A major focus of research is on how best to “turn off” the mutant huntingtin gene. Recent research has shown that complete loss of the huntingtin protein is embryonically lethal suggesting that complete “turn off” of both alleles would be dangerous. The discovery that short strands of RNA can attach to messenger RNA and prevent transcription of protein raises the possibility that such interference RNA (iRNA) can be engineered to stop the production of the mutant protein. Whether iRNA treatment would be beneficial if it “turns down” expression of both the mutant and the normal allele is not clear. If not, then an allele-specific iRNA may be custom engineered for individual families so that it interacts with only the mutant gene. Antisense RNA therapy is also being pursued with similar aims. The challenge facing human use of these exciting therapies is how to deliver to the brain without adverse effects.
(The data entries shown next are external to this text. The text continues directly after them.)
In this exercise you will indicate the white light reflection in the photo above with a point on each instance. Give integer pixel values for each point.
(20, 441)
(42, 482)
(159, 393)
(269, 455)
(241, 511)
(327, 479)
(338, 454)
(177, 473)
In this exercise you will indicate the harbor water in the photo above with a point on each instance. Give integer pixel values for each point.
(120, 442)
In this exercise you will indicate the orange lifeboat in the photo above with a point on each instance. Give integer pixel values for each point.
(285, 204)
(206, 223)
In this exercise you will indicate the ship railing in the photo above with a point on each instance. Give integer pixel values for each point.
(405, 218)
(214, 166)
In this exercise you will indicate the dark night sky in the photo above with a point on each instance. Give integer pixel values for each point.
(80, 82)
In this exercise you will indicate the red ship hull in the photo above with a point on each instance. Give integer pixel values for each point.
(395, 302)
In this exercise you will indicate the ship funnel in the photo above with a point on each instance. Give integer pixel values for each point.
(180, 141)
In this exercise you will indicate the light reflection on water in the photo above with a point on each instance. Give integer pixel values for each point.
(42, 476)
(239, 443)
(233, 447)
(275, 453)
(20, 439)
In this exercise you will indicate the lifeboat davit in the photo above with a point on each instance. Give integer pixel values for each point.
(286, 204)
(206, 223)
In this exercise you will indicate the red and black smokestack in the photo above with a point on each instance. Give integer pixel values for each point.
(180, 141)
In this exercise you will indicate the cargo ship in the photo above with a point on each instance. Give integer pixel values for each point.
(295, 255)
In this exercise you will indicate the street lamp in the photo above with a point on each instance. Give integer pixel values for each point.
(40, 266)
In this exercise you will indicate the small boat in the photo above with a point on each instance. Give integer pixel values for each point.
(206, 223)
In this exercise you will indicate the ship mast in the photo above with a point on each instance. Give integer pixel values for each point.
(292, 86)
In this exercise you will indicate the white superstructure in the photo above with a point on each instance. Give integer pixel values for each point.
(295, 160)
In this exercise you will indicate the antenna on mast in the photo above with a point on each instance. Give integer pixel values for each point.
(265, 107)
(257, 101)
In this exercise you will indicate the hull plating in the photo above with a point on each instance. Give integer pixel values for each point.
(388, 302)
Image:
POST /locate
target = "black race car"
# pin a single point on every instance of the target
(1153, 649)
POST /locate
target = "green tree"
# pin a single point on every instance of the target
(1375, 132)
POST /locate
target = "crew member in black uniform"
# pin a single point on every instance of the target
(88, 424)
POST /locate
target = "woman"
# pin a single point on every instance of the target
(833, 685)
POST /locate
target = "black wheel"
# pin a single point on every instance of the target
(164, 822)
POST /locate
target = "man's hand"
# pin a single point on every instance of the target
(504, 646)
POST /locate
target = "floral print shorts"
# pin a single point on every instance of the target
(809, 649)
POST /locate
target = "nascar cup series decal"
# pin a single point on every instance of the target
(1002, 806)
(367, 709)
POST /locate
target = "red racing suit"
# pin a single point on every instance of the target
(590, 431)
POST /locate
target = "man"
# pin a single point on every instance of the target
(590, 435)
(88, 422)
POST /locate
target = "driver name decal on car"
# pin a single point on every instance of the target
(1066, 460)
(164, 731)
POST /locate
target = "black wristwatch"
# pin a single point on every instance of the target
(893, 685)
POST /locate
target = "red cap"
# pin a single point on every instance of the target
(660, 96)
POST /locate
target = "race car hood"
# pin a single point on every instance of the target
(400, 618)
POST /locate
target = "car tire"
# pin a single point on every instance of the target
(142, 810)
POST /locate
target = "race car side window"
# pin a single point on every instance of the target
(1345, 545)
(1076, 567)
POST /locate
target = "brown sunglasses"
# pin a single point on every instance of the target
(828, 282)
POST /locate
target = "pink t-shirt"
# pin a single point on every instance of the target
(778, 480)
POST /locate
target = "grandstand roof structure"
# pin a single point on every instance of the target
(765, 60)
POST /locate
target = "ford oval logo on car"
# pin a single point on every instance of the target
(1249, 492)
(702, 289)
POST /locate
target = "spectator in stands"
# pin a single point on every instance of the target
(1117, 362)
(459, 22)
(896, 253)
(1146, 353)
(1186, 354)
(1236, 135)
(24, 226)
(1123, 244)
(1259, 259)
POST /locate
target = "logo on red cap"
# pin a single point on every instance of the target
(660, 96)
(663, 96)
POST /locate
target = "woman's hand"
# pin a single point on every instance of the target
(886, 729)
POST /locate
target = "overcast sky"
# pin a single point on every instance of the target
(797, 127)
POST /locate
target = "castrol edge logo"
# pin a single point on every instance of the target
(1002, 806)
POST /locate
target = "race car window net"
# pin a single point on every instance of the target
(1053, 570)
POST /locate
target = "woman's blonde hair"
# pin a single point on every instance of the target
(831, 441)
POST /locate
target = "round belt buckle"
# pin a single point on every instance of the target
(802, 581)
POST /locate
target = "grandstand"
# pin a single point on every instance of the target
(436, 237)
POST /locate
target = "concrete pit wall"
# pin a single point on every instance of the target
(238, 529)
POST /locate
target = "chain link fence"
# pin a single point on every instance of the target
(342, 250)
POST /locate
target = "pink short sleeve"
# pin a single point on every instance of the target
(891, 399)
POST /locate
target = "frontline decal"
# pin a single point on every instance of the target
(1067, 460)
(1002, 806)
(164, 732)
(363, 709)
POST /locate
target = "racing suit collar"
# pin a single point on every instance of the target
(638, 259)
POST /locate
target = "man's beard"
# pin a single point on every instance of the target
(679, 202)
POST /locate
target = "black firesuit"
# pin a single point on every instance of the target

A variety of efforts are now ongoing to understand how to clear the protein aggregates from neurons, which seem to be the signature feature of most neurodegenerative diseases. To that end, techniques are being developed to introduce key components of antibodies into cells, called intrabodies. These are designed to attach to and promote clearance of abnormally deposited proteins like mutant huntingtin. Drugs, which promote the metabolism of protein deposits, may also prove beneficial. There are now attempts to use high-throughput screening techniques to find drugs that prevent the aggregation or decrease production of the huntingtin protein. The mutant huntingtin protein also has been shown to alter the transcription of a variety of other genes. The downregulation of brain-derived neurotrophic factor (BDNF) is one example of an important consequence of the effect of huntingtin on gene transcription. Drugs, which modify gene transcription, particularly histone deacetylase (HDAC) inhibitors are under study as potential therapeutic agents.

Conclusions

Huntington’s disease is a progressive neurodegenerative disease for which there is currently no cure. However, despite this, there is a wealth of information available to provide evidence-based efficacious treatments for the management of the patient’s condition. Patients present with a triad of cognitive, movement, and psychiatric difficulties, which progress slowly over a 15–20 year period. Each of these domains requires careful assessment and management in order to maintain the person’s quality of life and functional ability. Extensive advances have been made in the understanding of the pathophysiology of the condition but further care is required if services are to avoid a nihilistic approach to HD.